漢方が空腹時服用の理由

基本的には漢方の用法は「食間」「食前」となっている。

 食間:食事から2時間ほど後の空腹時のこと。

 食前:食事の60~30分前の空腹時のこと。


なぜ、漢方は空腹時に飲むのか?

単純に食品や食後に服用するほかの薬との相互作用が避けられるという点がありますが、

そのほかにも漢方によって利点があります。


①配糖体成分の効果を高めるため

例:甘草(グリチルリチン)、柴胡(サイコサポニン類)、人参(ジンセノシド類)、大黄(センノシド)、芍薬(ペオニフロリン)

上記の漢方に含まれる有効成分は「配糖体」と呼ばれる形で存在しており、配糖体はそのままでは腸から吸収されません。腸に到達し、腸内細菌に代謝されて糖が外れることで、吸収され、薬効を発揮します。そのため、空腹時は食物に邪魔されず速やかに腸管に到達し、腸内細菌により代謝を受けて効果を発揮しやすくなります。

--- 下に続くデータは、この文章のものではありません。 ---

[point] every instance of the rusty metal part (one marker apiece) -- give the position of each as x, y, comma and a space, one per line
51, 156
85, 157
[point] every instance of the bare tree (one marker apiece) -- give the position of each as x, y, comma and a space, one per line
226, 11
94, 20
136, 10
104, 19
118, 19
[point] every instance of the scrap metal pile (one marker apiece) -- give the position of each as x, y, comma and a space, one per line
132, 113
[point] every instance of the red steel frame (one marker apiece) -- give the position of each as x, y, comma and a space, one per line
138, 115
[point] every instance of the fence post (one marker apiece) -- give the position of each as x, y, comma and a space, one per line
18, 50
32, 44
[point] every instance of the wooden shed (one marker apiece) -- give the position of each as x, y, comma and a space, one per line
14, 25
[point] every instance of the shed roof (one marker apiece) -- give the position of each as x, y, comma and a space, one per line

より詳しく解説すると、食事をすると胃腸内が脂溶性環境になるため、水溶性が高い配糖体は胃腸内に何も食物が入っていない水溶性環境の状態で漢方薬を服用することが良いと考えられます。


②副作用を軽減するため

例:麻黄(エフェドリン)、附子(アコニチン)

アルカロイドである麻黄のエフェドリンや附子のアコニチンは、急激に吸収されると、動悸や悪心などの副作用や中毒症状を生じる恐れがありますが、空腹時服用では食後服用よりも穏やかに吸収されるため安全性が高まります。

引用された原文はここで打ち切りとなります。